Namun, jurang itu tak berujung, sehingga mustahil untuk melarikan diri; mereka segera mendapati diri mereka kembali ke tempat semula.
Hal ini disebabkan oleh ruang yang terbalik dan formasi yang kacau!
Petir Neraka dan Benteng Besi bukanlah sekadar jurus ilahi biasa, melainkan kombinasi dari pengembangan keterampilan dan formasi.
Formasi di dalam mantra, mantra di dalam formasi, begitu petir berubah menjadi neraka dan dinding besi mengelilinginya, ia membentuk alamnya sendiri, dengan pengaturan yang misterius dan mendalam.
Kemampuan terbang atau menggali biasa tidak akan mampu menembusnya sama sekali.
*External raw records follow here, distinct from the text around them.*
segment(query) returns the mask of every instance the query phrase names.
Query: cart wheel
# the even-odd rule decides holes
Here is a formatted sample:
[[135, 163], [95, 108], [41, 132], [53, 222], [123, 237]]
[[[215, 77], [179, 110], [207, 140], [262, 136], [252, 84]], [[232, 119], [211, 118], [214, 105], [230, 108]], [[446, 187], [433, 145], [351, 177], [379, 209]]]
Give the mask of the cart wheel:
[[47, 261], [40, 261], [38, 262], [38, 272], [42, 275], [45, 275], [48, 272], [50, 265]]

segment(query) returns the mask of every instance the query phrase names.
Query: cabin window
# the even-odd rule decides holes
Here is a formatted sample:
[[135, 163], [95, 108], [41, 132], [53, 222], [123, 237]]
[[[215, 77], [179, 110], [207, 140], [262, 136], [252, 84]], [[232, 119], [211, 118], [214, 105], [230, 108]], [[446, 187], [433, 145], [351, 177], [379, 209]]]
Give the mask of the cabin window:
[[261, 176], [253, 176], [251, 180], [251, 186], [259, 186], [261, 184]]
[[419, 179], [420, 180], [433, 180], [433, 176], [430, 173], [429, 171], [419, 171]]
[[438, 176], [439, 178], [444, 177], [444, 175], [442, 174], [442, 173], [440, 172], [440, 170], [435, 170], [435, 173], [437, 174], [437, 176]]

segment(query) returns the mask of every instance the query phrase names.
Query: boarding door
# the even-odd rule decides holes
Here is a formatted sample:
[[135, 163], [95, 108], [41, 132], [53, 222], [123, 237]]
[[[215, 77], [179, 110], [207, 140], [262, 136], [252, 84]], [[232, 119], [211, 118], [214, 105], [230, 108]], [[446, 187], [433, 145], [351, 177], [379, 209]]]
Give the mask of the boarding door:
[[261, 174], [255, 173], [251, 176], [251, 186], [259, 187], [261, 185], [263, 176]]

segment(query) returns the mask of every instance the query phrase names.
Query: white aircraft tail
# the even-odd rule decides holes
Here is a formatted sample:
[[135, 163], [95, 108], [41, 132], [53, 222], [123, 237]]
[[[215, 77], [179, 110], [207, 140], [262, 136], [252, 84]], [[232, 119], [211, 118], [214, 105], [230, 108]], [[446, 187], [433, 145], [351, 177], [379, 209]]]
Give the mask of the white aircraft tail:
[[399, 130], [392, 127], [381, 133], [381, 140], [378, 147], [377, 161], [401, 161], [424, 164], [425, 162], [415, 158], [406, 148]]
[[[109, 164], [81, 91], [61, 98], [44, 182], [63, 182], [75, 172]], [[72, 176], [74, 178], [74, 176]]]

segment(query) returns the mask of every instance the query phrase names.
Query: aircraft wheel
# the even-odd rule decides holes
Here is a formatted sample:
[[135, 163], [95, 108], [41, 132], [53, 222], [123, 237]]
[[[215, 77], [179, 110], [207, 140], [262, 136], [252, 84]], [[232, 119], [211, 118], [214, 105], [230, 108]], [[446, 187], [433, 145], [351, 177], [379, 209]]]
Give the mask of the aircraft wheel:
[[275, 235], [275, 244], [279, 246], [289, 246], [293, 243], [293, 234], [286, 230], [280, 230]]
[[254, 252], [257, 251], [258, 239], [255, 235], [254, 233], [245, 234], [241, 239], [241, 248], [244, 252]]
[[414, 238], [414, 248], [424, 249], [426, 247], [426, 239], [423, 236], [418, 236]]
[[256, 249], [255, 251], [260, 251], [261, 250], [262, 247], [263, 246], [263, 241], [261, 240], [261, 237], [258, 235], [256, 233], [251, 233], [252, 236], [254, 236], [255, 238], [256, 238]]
Melihat situasi yang mengerikan ini, kerumunan iblis menjadi semakin ketakutan; beberapa Raja Iblis, dalam kemarahan dan kengerian, langsung mengaktifkan mantra mereka, menyerang dinding tembaga dan benteng besi, berharap untuk menerobos pengepungan dan menemukan jalan keluar.
Namun…
“Bang! Bang! Bang!”
Mantra berjatuhan, petir menyambar, teknik Empat Metode dan Lima Elemen, semuanya lenyap oleh kekuatan guntur dan kilat.
Dinding tembaga dan benteng besi, yang kini menghantarkan petir, tidak hanya tak tersentuh, tetapi juga dapat melarutkan sihir.
Lagipula, di antara tiga ribu jalan Taoisme, hanya Seri Petir yang paling dihormati!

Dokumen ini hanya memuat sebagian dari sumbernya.